Integer datatype in C: int, short, long and long long


Reading time: 35 minutes | Coding time: 5 minutes

Every programming language has in-built types to differentiate between the nature of various data (input or output or intermediate). Integer is a common data type which is widely use in general programming and in scientific computing.

Integer is defined as a number which has no fractional component. Numbers which have a fractional component is known floating point numbers. Despite the fact that floating point numbers can represent numbers accurately, integers have their own place in the world of computing due to:

  • Integers consumes significantly less space than Floating point numbers
  • Calculations using integers are much faster (over 2 times) due to hardware architecture

In C programming language, integer data is represented by its own datatype known as int. It has several variants which differs based on memory consumption includes:

  • int
  • long
  • short
  • long long

Usage

In C, one can define an integer variable as:


int main()
{
   int a = 1; 
   short b = 1;
   long c = 1;
   long long d = 1;
}

Signed and Unsigned version

As the range of numbers determined by a datatype like int is limited and both negative and positive numbers are required, we have two options:

  • signed integers: range is equally divided among negative and positive numbers (including 0)
  • unsigned integers: range starts from 0 to the upper positive number limit

Hence, unsigned integers are used when:

  • negative numbers are not required
  • increase the range of positive number by double

One can defined an unsigned integer by placing the keyword unsigned before the usual declaration/ initialization like:

int main()
{
   unsigned int a = 1;
   unsigned long b = 1;
}

The default declaration is the signed version signed.

Hence, there are 8 possible types for integer:

  • int
  • unsigned int
  • short
  • unsigned short
  • long
  • unsigned long
  • long long
  • unsigned long long

Format specifier

To print a value in C using printf, one needs to specify the datatype of the data to be printed.
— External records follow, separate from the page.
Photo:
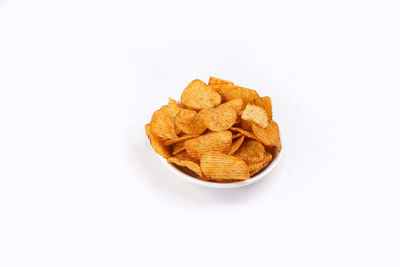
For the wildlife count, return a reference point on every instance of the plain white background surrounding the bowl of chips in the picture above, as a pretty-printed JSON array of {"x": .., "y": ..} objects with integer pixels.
[{"x": 80, "y": 185}]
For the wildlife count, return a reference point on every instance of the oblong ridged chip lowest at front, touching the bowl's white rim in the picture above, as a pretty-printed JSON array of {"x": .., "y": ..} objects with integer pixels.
[{"x": 221, "y": 166}]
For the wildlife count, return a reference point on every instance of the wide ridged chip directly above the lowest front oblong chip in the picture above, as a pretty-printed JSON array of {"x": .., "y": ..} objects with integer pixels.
[{"x": 214, "y": 141}]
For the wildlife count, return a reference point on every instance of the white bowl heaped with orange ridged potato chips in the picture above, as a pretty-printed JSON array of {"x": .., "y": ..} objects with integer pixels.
[{"x": 220, "y": 135}]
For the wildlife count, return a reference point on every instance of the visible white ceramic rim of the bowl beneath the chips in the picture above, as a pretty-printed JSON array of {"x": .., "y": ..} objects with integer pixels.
[{"x": 258, "y": 177}]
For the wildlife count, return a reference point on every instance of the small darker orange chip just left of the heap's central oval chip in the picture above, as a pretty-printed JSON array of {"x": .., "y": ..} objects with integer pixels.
[{"x": 189, "y": 122}]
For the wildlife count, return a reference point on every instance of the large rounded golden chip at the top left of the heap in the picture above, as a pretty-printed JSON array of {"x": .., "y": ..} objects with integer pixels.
[{"x": 198, "y": 95}]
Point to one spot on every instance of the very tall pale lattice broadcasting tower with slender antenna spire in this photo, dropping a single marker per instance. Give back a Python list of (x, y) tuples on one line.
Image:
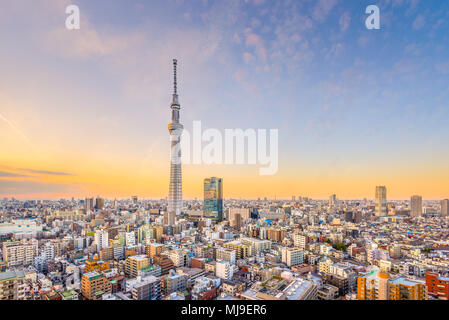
[(175, 128)]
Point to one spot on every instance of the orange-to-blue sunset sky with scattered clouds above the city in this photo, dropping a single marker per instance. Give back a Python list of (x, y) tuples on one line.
[(85, 112)]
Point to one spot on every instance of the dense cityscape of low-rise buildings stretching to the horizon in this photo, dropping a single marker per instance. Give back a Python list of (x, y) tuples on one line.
[(261, 249)]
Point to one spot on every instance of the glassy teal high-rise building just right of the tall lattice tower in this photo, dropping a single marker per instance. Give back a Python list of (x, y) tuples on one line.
[(213, 198)]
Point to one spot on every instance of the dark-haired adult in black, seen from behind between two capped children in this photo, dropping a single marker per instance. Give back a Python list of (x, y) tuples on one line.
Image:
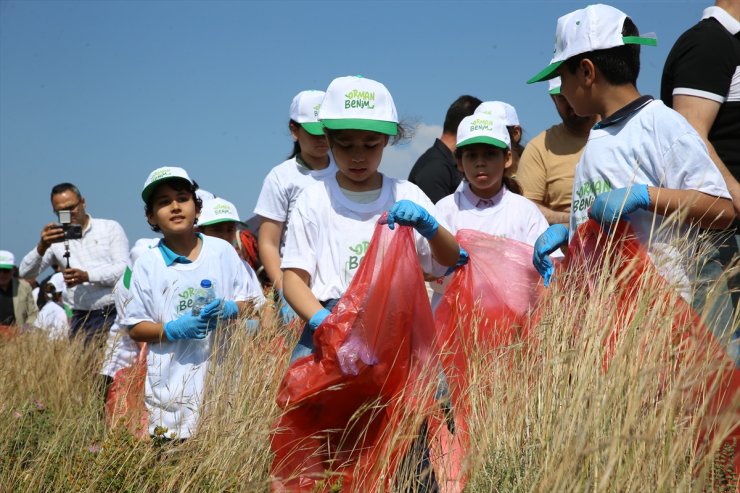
[(435, 172)]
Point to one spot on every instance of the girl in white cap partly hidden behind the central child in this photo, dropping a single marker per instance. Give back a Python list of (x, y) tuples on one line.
[(310, 162)]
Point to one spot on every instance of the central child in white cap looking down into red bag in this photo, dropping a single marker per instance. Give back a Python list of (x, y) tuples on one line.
[(333, 220)]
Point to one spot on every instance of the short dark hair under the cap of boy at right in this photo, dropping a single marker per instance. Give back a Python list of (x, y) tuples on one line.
[(619, 65)]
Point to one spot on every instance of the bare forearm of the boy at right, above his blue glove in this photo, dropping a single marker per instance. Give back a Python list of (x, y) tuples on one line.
[(707, 211)]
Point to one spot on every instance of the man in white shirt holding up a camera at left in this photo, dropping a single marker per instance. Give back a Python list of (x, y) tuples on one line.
[(93, 254)]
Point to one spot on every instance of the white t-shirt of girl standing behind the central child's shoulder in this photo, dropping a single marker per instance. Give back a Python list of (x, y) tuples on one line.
[(282, 186)]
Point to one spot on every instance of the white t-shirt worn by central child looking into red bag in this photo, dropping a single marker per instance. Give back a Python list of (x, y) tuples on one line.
[(330, 233)]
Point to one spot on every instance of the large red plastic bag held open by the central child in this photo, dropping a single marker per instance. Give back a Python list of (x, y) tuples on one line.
[(355, 430)]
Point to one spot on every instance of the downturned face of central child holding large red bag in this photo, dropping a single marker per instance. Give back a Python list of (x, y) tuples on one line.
[(358, 154)]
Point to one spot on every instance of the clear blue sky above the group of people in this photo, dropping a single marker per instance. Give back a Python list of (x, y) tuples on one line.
[(99, 93)]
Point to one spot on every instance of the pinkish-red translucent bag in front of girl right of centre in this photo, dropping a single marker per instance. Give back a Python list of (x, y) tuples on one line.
[(486, 307)]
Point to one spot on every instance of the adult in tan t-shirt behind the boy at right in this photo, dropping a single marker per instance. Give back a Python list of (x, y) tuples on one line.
[(548, 163)]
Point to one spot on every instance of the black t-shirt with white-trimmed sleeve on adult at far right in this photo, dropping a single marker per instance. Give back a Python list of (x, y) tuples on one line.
[(706, 58)]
The format specifier of each variant of integer datatype is different in C.

For instance, int datatype has %d as the format specifier.

Following code demonstrates the idea:

int main()
{
   unsigned int a = 1;
   int b = 1;
   unsigned long c = 1;
   long long d = 1;
   printf("%u", a);
   printf("%d", b);
   printf("%lu", c);
   printf("%lld", d);
}

Range and memory consumption

One can find the memory consumed by a data type as follows:

int main()
{
    printf("size of int : %d\n",sizeof(int));
    printf("size of signed int : %d\n",sizeof(signed int));
    printf("size of unsigned long : %d\n",sizeof(unsigned long));
    return 0;
}

Ideally, memory consumed by the signed and unsigned variants are the same. It only differs in the range.

If Integer data type int is of 4 bytes, then the range is calculated as follows:

4 bytes = 4 X 8 = 32 bits

Each bit can store 2 values (0 and 1)

Hence, integer data type can hold 2^32 values

In signed version, the most significant bit is reserved for sign. So, 0 denotes positive number and 1 denotes negative number.

Hence

  • range of unsigned int is 0 to 2^32-1
  • range of signed int is -2^31 to 2^31-1

The exact value of memory and range depends on the hardware but remains same across several hardware types. Following table summarizes the values:

Data type Size (in Bytes) Range Format specifier
int 4 -2147483648 to 2147483647 %d
unsigned int 4 0 to 4294967295 %u
short 2 -32768 to 32767 %hd
unsigned short 2 0 to 65535 %hu
long 8 -9223372036854775808 to 9223372036854775807 %ld
unsigned long 8 0 to 18446744073709551615 %lu
long long 8 -9223372036854775808 to 9223372036854775807 %lld
unsigned long long 8 0 to 18446744073709551615 %llu

In some platforms, long long and long refer to the same size but in other platforms, long long can be double the size of long.

In general, the rules are:

  • signed and unsigned version will have the same size
  • size of int is 4 bytes
  • size of short <= size of int
  • size of int <= size of long
  • size of long <= size of long long

Integer overflow

As we have seen that each integer datatype has a fixed range beyond which it will fail. In case, a number falls beyond the range of a datatype, then the code will wrap around to give an errorneous result.

Consider the case of int where the range is -2147483648 to 2147483647.

Key points to note in case of signed int are:

  • The number after 2147483647 is -2147483648.
  • The number after -2147483648 is -2147483647
  • 2147483648 is represented as -2147483648 as it is wrapped around

In case of unsigned int, how is 4294967296 stored?

0
4294967295
4294967296
-4294967296
The range of unsigned int is 0 to 4294967295. Hence, 4294967296 which is 4294967295 + 1 gets wrapped around to 0.